I currently am trying to cluster "types" of changes on bitemporal multispectral satellite images.

I applied a thing called a mad transform to both images, 5000 x 5000 pixels x 5 bands.
Each band is a "variable" as it is radiance information from a different spectrum of light.
This transform is basically equivalent to PC applied to the substraction of both images.

Naturally I can get up to 5 mad components. Now I would like to find this types of change on these components. If I use K-means on the components I would use an euclidean distance but I just wanted to know what could be the gain in using a mahalanobis distance if there is any.

Best Answer

I haven't understood the type of transformation you used, so my answer will be a general one. The short answer is: How much you will gain using Mahalanobis distance really depends on the shape of natural groupings (i.e. clusters) in your data.

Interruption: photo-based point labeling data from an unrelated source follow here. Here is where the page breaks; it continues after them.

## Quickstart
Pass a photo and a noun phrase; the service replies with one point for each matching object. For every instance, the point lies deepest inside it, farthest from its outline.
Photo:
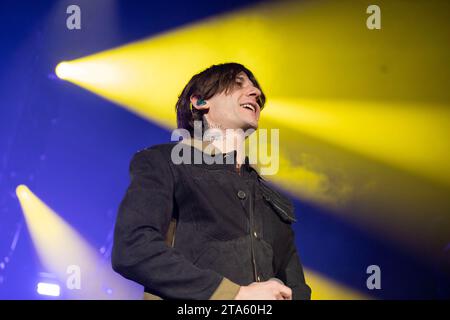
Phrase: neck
(226, 140)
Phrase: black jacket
(232, 228)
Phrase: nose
(254, 92)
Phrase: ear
(199, 103)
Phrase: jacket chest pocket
(278, 203)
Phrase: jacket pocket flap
(279, 203)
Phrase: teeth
(248, 106)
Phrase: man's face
(237, 109)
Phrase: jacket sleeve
(139, 250)
(292, 273)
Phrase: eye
(240, 80)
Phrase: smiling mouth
(249, 106)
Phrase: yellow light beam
(363, 114)
(60, 249)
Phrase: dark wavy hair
(204, 85)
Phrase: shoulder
(156, 156)
(163, 149)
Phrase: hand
(267, 290)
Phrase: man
(212, 229)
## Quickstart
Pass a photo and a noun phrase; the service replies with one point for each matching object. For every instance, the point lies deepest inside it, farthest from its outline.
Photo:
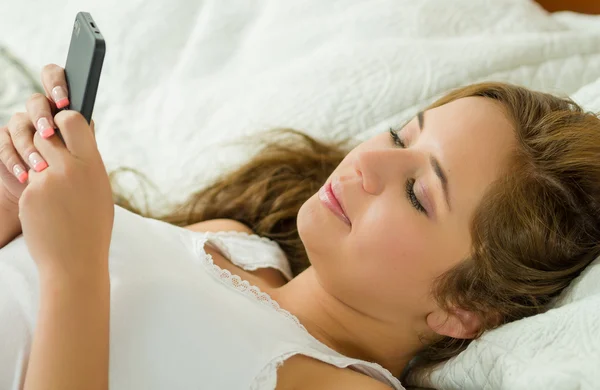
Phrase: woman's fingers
(10, 158)
(21, 133)
(55, 85)
(77, 134)
(40, 114)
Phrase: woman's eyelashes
(410, 183)
(396, 138)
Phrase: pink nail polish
(47, 133)
(62, 103)
(20, 173)
(43, 126)
(60, 97)
(37, 162)
(22, 177)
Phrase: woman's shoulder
(303, 372)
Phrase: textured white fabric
(182, 77)
(242, 248)
(178, 321)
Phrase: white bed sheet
(182, 77)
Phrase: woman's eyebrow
(435, 164)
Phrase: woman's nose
(381, 167)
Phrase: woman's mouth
(328, 198)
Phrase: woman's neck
(345, 329)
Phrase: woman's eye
(396, 138)
(412, 198)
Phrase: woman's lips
(328, 198)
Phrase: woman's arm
(67, 214)
(71, 341)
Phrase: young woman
(477, 212)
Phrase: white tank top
(178, 321)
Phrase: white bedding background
(182, 77)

The choice of using Mahalanobis vs Euclidean distance in k-means is really a choice between using the full-covariance of your clusters or ignoring them. When you use Euclidean distance, you assume that the clusters have identity covariances. In 2D, this means that your clusters have circular shapes. Obviously, if the covariances of the natural groupings in your data are not identity matrices, e.g. in 2D, clusters have elliptical shaped covariances, then using Mahalanobis over Euclidean will be much better modeling.

You can try both and see whether or not using the Mahalanobis distance gives you a significant gain. It also depends on what you will do after clustering. Clustering itself is usually not the ultimate purpose. You will probably use the clusters in some subsequent processing. So, the choice of Euclidean vs Mahalanobis may be determined by the performance of your subsequent processing.